Louise Rodger, Director of the Compliance and Policy Division at AFME (Association for Financial Markets in Europe) – which provides expertise across a range of regulatory and capital markets issues – underlined these challenges during her panel discussion. “Regardless of the location – home or office – the rules remain the rules,” she emphasized.

The $125 million fine imposed on J. P. Morgan by the SEC late last year remained a hot topic for attendees at each event and is a prime example of the growing need for measures that address non-adherence to compliance policy.

Closing the compliance gap with solutions that can record regulated conversations, protect the firm’s data, and enable monitoring and recordkeeping of disparate data was also discussed as central to empowering regulated firms to execute BYOD programs that meet stringent information governance requirements as well as:

  • Reduce exposure to the risk of policy infringement by employees
  • Save on the cost of corporate devices
  • Provide competitive benefits, with employees able to be more responsive to customers, and communicate compliantly on the go.

Think like a regulator

The spread of communications data across new channels becomes even more challenging for firms facing a time-critical or high-stakes data request, or investigation. As one panelist was quick to state when it comes to such requests, it is vital to plan for “when” rather than “if”.

“There is little worse start to an investigation than having to ask the court or regulator for an extension because you are struggling to place your hands on the data”, said Simon Hargreaves, a consultant, and former regulator.

Demonstrating that you have practices in place to access the required data in a reasonable timeframe is key to giving the regulator certain assurances regarding your management and approach. The inability to do this can inflame the situation and incur further penalties.
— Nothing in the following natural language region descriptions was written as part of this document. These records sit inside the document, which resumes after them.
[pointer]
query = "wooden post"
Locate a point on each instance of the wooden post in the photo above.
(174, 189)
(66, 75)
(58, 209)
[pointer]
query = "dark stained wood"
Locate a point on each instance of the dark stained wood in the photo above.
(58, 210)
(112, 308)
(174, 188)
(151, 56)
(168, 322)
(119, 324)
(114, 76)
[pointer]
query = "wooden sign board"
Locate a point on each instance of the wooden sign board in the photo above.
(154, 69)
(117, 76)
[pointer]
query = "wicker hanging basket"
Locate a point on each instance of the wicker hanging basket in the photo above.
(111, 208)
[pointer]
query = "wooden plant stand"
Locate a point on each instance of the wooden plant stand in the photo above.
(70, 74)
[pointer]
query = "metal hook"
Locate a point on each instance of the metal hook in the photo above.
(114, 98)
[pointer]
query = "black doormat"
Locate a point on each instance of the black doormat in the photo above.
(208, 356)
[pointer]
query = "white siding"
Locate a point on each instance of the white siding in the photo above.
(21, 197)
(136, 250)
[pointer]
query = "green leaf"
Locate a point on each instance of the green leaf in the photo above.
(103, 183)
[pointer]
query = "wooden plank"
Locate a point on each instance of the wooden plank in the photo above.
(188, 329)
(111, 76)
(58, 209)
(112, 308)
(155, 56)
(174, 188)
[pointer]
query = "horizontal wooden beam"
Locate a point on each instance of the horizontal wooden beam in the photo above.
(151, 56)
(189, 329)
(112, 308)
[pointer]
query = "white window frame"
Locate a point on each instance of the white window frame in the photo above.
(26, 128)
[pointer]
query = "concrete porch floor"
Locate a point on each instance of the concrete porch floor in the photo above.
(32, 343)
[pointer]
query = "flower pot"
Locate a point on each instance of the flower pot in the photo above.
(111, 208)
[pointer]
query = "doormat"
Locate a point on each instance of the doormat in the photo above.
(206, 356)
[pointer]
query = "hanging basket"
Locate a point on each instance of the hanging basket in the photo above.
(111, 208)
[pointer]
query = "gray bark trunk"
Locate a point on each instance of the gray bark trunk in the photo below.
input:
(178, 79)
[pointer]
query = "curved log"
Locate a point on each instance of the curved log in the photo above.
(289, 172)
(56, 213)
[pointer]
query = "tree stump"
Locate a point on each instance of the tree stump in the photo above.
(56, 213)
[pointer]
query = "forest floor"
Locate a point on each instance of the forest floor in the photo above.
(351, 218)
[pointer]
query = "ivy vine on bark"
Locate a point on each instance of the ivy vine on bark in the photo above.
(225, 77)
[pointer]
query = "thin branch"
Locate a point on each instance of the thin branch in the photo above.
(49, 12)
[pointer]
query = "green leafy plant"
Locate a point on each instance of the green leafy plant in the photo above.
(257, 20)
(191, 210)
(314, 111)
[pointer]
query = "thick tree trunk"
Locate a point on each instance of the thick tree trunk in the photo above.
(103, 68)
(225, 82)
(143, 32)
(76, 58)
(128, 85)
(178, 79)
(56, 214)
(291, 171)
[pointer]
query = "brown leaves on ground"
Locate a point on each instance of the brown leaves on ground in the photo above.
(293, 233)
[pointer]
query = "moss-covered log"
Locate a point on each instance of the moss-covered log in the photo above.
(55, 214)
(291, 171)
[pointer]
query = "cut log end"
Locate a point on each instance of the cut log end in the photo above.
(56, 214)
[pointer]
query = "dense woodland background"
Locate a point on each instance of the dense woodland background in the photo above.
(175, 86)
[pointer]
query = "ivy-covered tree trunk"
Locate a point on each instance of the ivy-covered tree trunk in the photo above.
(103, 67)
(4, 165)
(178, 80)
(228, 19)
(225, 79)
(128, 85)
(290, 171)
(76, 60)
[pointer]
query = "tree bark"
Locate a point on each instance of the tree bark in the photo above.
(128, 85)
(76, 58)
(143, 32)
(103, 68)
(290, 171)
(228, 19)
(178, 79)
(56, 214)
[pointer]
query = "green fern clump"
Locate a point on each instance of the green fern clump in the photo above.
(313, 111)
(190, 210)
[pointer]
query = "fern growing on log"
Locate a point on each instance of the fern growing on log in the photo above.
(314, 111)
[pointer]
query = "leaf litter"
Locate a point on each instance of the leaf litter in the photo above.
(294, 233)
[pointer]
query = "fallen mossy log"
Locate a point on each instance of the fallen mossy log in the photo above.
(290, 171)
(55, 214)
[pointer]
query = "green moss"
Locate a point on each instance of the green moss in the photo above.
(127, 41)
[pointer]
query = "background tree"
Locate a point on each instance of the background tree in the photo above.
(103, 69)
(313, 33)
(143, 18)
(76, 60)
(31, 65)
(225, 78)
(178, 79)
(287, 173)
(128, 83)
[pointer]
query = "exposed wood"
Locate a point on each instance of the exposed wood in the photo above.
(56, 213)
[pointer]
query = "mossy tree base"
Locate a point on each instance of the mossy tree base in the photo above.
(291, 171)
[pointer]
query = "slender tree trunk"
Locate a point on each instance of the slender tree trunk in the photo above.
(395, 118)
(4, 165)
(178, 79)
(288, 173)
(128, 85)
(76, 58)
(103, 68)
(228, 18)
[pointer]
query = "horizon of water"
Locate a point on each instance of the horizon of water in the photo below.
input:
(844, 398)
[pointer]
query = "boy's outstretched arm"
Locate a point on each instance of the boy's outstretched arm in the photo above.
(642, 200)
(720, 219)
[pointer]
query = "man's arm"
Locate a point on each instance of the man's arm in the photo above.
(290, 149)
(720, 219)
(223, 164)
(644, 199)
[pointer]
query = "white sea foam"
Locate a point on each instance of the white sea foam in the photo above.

This contributed to the severity of the above-mentioned J.P. Morgan fine, where the regulator found that, in addition to violations of policy through the use of non-compliant channels and devices across the organization (including by those who wrote the policies), the physical lack of recordkeeping had impeded the regulator’s ability to investigate.

A ‘top-down’ culture of compliance

We also heard how building a culture of compliance, particularly one that can be established both in-office and remotely, must be the panacea for compliance teams, regardless of their jurisdiction.

As our participants shared, this culture needs sponsorship from the very top of the organization, ideally from the CEO. Being able to evidence this commitment via “tone from the top” communications direct from the CEO will be increasingly important for firms looking to prove they have taken reasonable steps to prevent an employee or contractor from making, sending, or receiving business correspondence on privately owned equipment which the firm is unable to record or copy.

In New York and Chicago sessions, Global Relay’s Executive Vice President of Compliance, Chip Jones, also stressed the timely nature of this conversation during a week that saw the Department of Justice put forward proposals to make company CEOs and CCOs personally liable for attesting to the effectiveness of their compliance programs, a move that is understandably creating ripples of concern amongst the senior compliance community.

Hybrid working has undoubtedly intensified the need for firms to plug gaps in compliance polices that no longer serve the realities of how their employees are engaging with customers and colleagues. A unanimous take away from all our Summer Series events was that data governance polices are only as good as the actual processes that then must be followed. Moreover, with enforcements like J.P. Morgan unlikely to be the last – and with policymakers and regulators tightening the screws – firms need to consistently revisit their policies and risk assess practices for electronic communications compliance to ensure policy reflects the reality – or they risk paying the price.